From Saguaro to Shaman: Brian Johnson

Writer Katherine Braden
Photographer Loralei Lazurek

I’m a different kind of artist,” Brian Johnson tells me, laughing. I can’t help but agree.

Brian’s chosen medium is saguaro cactus arm skeletons found in the Arizona desert. He hand-dyes cotton the colors of the desert and uses them to weave the skeletons together, crafting copper feathers to crown the pieces before settling braided collars made from turquoise, sheet copper, cotton or leather around the neck of each “shaman.”

“I explain my shamans as being spirits of Native American warriors in the desert,” Brian tells me. “They speak to me.”

Brian moved to Phoenix from El Paso in the early 90s to get a fresh start. It was during a hike in the desert that he found saguaro skeletons. “When I saw them, I was fascinated,” Brian says. “I envisioned a Native American chief with a breast plate and bones. I took the arms home and knew exactly what to do with them: I wanted to create a vision of a Phoenix bird rising.”

Brian had intended to make a piece for himself, but when he showed the shaman to a few friends, they loved it and connected him to an art gallery owner. The next thing he knew, he was part of an art show for Thunderbird artists.

For the next few years, Brian sold his shamans, taking a break in the late 90s before beginning again in 2012. Now, he’s in several galleries, part of the Sonoran Arts League, and he just attended his first Arizonan Fine Art Expo.

With a full-time job in property management, Brian creates art in his free time. I ask Brian if he’d like to become a full-time artist, and he tells me he wants to wait until retirement, which is still a few years away. He doesn’t want the chore of having to produce art for a living.

“I make [the shamans] because they speak to me. It’s nice I’ve been making money, but I do them more for my own satisfaction,” says Brian.

He finds satisfaction in his audiences’ reactions as well. “People are so kind and say the nicest things about my work,” he says. “They really think the world of what I make.” They marvel at his intricate weaving and are impressed by his unique style.

The most common comments he receives, however, are about how magnificent his pieces are. It’s easy to see why: the wall hangings command an entire room.

“When you first see them, you feel like you have to bow,” Brian says, laughing. “I never thought of them as religious, but they are spiritual. They’re great spirits of Native American warriors. I have this respect for them. They’re just so special.”

Each piece is different because every cactus has its own story to tell. It takes a saguaro 100 to 200 years to sprout an arm. “God,” says Brian. “What those things have been through and seen. It’s fascinating.”

Unlike some artists who struggle with inspiration, Brian tells me his art comes naturally to him. “I envision how I want them completed and know what I want to see when I’m done,” he explains. Most of his pieces are 2 feet by 3 feet, though the larger ones are sometimes as big as 5 feet by 8 feet.

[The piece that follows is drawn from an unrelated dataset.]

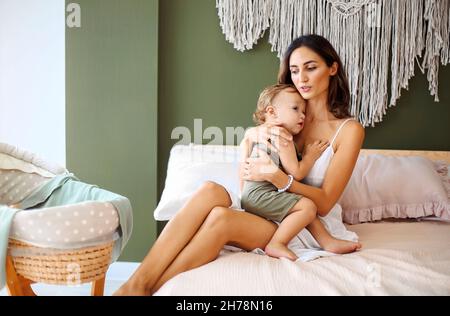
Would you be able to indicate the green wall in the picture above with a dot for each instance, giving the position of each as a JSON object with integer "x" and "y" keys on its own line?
{"x": 202, "y": 76}
{"x": 111, "y": 99}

Each takes about a week to complete.

Another thing to note: Brian is completely self-taught. He developed his weaving technique by making dream catchers in high school. People often question how he weaves, telling him it’s too perfect or it looks like it was done on a machine.

“It’s all free hanging and hand-woven, no looms or anything. Most of the time you need a loom to have control of the ropes, but I already know what to do. It just comes to me.”

Brian tells me his mother has Blackfoot blood in her. He believes that’s one of the reasons his art comes so easily and his shamans speak to him so clearly.

“When I did my first few pieces, I went to an astrologist. The first thing he said was that I was a textile designer in my previous life,” Brian says, laughing. Previous life or not, Brian and I both agree his pieces are unique.

Brian can be found at Cellar 433 in Jerome and Hogan Trading in Moab, Utah, and he will be at Hidden in the Hills in November. He also does custom work for clients who have something specific in mind. He can go into any interior, look at the colors, shapes, and sizes, and put it all together in a weaving.

“I feel like I can’t make enough of [the shamans], but I don’t feel like I’m mass-producing the same thing,” Brian says.

In the beginning, however, he worried the pieces were too similar. He was concerned he was making duplicates. “But then I started looking at different pictures of Native American chiefs, and although they’re very similar, they’re totally different.”

It’s just like the cacti, he tells me. Each one has a remarkable story. Each is steeped in history and commands respect. And, like the desert they originated from, they’re equally unique, majestic, and colorful.